Apr 22 2009

How to take Advantage of the “Eager Beavers” and Early “False Breakouts”!

Category: Economy, My Web LogAdmin @ 12:25 AM

Guest Article by Joseph Bridges, founder and CEO of Capital Research and Trading, LLC

visit Joe at www.treasuryincomeengine.com

Trading volatility breakouts has been around for a long time, and if you think about it carefully that’s really what you’re trading regardless of what you think you’re trading.

Volatility, assuming it’s in the direction of your position, is what validates your decision. Lack of it almost assuredly means your assumptions are incorrect.

At the moment, I’m almost entirely consumed by the Treasury futures markets and I’ve noticed a simple pattern that, for lack of a better term, we’ll call it the “Eager Beaver”.

“Eager Beavers” are the eternal optimist of the trading world; all they see is sunshine and rainbows at the beginning of each day. “Eager Beavers” want to enter early and ride the wave for the big profits that will come at the end of the day.

Well folks, it happens that way some of the time, in fact just enough to keep them coming back to the trough and believing in the Easter Bunny, but not as often as you may think.

What I want you to do is focus on the highlighted area of the chart above. There are a couple of things to notice. First, we opened lower and immediately traded to the end of the previous day’s range and then went into a consolidation phase establishing a range 128-28 for a high and 129-17 for a low. At the moment you’re looking at both buyers and sellers at a standstill neither having the upper hand and are waiting to see what will happen next.

Now we can see that it was the sellers who were on the wrong side as the market breakouts to the upside and begins to head higher, obviously you don’t want to be short this market at the moment and this where the trap is laid. The buyers are happy and confident at this point.

Most traders think in directional terms, they either want to buy or sell. They have a bias for one side or the other. There are a few that want to play both sides repeatedly during the day, but they are a minority.

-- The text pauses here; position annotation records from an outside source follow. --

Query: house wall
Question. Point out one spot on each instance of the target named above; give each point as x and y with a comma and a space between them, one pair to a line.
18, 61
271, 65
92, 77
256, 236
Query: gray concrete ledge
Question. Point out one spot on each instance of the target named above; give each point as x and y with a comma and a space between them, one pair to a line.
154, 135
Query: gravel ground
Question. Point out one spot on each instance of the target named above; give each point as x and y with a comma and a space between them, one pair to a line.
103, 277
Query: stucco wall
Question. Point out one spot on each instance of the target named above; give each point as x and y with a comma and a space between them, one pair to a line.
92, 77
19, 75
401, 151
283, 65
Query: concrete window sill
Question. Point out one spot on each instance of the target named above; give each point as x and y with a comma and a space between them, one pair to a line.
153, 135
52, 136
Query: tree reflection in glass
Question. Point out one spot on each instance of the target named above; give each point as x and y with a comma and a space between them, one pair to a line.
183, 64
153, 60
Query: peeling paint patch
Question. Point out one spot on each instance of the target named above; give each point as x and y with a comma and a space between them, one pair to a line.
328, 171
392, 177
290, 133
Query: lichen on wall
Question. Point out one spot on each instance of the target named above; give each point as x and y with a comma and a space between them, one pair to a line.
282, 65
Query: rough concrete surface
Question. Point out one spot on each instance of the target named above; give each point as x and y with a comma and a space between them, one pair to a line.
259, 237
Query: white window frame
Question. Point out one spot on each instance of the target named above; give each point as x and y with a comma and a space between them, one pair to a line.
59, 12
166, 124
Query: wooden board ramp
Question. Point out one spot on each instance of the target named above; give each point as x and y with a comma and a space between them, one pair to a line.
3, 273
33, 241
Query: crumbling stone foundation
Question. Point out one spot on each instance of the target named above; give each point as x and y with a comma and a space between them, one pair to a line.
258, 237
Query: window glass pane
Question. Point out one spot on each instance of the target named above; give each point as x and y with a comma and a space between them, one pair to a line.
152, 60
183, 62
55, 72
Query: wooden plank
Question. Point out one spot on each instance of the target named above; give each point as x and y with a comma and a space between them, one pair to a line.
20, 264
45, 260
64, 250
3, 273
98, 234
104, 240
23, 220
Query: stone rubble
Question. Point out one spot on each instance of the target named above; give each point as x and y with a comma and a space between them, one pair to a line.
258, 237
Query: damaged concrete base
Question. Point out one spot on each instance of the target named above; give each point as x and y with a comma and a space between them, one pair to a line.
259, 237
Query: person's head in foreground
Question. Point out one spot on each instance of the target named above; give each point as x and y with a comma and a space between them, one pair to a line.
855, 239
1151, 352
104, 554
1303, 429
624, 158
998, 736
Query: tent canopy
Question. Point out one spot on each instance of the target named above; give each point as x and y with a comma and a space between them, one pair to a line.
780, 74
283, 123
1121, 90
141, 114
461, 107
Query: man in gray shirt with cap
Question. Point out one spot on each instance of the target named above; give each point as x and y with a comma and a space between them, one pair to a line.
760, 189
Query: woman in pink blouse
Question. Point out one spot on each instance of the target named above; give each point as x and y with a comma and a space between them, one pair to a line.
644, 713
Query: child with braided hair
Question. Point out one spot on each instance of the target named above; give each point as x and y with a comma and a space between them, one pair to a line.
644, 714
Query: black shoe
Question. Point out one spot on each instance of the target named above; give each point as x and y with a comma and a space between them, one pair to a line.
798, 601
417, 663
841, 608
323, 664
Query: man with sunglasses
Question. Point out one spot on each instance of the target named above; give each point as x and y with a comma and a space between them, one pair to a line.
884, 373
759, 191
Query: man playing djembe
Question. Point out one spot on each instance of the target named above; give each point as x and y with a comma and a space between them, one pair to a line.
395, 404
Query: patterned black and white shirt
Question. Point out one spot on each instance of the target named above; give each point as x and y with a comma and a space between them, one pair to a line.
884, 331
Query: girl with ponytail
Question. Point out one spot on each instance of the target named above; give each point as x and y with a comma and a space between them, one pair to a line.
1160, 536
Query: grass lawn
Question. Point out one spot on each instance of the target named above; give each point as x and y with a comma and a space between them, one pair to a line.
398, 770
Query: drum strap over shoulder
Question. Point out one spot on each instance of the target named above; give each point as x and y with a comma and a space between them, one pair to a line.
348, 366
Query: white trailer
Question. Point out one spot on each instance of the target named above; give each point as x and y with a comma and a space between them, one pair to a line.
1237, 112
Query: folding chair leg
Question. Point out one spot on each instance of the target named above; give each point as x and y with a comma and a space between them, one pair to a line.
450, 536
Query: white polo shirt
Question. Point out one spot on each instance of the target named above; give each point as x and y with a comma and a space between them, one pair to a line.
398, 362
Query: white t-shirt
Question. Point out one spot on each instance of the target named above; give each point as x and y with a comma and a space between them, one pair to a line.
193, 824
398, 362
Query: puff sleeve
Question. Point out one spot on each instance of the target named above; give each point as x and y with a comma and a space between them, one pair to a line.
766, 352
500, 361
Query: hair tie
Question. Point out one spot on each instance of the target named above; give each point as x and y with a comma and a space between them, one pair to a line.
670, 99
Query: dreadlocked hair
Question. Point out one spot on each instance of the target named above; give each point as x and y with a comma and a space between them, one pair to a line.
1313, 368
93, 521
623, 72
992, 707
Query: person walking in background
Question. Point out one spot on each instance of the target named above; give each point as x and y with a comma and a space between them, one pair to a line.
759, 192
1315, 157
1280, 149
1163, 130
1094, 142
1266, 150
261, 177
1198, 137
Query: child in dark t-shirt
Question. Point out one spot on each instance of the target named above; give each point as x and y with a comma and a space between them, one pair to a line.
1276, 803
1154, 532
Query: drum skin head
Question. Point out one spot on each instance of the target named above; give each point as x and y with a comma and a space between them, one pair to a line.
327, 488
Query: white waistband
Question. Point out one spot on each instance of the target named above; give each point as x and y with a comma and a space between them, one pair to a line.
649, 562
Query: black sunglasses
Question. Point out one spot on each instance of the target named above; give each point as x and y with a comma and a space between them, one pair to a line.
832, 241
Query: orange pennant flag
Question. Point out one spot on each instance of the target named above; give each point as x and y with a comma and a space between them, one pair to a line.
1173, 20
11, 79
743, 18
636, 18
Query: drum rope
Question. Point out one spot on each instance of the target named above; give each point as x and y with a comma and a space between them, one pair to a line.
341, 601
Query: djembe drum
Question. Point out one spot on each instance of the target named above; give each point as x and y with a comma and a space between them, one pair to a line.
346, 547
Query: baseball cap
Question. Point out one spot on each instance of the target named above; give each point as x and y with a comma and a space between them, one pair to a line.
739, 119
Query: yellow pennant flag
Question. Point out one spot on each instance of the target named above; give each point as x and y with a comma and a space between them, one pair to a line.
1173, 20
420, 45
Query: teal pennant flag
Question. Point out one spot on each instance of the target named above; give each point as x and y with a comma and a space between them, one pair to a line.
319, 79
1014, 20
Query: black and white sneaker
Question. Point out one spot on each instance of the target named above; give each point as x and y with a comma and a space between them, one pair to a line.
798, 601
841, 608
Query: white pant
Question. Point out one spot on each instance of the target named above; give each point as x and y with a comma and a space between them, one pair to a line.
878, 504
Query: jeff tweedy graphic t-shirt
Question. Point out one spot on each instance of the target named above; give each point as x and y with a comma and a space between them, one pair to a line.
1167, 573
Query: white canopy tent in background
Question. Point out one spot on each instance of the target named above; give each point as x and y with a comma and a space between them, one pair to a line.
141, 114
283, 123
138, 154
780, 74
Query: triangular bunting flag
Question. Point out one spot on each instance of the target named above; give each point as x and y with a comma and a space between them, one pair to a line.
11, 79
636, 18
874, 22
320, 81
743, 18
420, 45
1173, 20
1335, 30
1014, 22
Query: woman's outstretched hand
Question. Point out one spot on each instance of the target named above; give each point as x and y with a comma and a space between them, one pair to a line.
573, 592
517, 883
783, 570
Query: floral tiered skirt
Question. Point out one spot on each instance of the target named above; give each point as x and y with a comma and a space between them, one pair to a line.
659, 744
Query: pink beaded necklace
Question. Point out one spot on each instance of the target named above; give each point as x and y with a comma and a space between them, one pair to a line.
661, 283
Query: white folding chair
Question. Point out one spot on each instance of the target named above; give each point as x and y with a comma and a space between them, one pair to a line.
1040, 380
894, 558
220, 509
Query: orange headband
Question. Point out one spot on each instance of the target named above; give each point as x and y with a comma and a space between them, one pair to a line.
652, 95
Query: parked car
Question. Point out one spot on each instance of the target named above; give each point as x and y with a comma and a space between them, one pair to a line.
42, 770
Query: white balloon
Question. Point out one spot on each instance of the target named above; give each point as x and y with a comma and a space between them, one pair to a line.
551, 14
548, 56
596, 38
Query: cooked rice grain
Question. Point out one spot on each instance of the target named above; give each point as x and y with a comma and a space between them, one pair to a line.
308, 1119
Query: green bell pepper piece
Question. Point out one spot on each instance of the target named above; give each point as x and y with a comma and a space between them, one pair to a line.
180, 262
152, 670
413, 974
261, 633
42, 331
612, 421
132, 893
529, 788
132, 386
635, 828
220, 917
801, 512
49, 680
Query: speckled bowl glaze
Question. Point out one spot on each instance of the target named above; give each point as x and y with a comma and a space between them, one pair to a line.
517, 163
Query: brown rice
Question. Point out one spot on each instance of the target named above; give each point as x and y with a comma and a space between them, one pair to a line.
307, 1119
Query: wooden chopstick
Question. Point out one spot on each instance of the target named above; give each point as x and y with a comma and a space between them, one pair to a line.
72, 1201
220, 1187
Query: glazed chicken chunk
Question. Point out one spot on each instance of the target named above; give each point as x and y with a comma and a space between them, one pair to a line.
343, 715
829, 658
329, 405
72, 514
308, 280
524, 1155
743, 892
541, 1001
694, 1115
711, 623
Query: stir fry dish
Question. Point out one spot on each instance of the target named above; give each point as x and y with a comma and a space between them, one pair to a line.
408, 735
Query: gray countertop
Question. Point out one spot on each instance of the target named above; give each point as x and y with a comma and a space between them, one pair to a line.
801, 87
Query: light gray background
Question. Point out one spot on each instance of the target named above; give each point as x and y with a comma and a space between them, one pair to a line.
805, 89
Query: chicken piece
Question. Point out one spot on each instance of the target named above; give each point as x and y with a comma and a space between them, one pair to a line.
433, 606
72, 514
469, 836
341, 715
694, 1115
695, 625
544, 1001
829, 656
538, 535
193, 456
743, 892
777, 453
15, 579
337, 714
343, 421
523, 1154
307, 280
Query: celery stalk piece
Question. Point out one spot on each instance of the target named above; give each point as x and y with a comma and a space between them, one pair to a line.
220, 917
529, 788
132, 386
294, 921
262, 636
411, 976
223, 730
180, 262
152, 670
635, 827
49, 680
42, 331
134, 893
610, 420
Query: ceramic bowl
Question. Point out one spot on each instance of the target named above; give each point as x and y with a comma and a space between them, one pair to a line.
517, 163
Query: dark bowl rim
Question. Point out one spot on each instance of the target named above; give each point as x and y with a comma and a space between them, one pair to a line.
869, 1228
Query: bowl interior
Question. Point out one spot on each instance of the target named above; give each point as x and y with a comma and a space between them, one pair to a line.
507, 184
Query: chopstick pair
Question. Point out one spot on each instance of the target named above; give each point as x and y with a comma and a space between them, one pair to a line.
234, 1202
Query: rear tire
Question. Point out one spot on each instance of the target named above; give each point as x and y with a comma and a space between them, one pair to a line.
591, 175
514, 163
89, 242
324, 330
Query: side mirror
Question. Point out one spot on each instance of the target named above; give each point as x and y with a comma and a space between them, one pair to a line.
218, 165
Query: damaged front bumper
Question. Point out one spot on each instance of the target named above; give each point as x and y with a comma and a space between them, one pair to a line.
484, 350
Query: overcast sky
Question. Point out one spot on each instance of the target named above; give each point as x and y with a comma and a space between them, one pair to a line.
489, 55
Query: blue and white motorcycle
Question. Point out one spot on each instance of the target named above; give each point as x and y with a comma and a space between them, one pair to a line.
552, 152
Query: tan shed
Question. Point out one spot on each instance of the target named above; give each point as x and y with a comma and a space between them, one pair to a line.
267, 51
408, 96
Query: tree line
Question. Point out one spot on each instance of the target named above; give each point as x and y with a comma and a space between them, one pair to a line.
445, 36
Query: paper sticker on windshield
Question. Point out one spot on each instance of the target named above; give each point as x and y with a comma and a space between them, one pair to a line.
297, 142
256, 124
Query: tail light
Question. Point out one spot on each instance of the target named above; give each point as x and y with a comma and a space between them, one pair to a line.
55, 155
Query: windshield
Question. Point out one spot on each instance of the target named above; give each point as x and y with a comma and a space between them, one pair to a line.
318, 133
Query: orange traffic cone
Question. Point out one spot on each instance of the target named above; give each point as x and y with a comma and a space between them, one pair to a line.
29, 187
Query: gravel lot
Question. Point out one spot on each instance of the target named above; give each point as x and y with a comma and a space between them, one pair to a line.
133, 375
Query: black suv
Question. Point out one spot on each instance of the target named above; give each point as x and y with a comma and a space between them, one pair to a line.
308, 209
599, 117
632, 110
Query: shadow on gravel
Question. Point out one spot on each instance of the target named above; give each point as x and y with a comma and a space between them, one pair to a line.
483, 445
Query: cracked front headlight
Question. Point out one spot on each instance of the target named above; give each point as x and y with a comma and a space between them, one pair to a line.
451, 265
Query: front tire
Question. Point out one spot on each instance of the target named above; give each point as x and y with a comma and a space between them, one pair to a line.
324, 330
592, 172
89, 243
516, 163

Here’s what happens next: the breakout buyers are neither rewarded nor punished by their decision. They’re either up by a few or down by a few ticks. There’s no urgency on either side.

Once the apex is broken off the consolidation phase, the breakout buyers start to run for cover plus new sellers start to come under 129-24 - of which I’m one.

Here’s what’s happening: the pros are smoking the retail trader’s with this gimmick. Somehow, someway the ordinary folks get tricked into a position early in the day by a false breakout.

Then later in the day they get caught equity wise because they HAVE to run for cover for margin reasons.

That’s where the opportunity is now, trading against the guy who HAS to trade because of his limited capital.

That’s the antimony of trading against a “False Breakout”.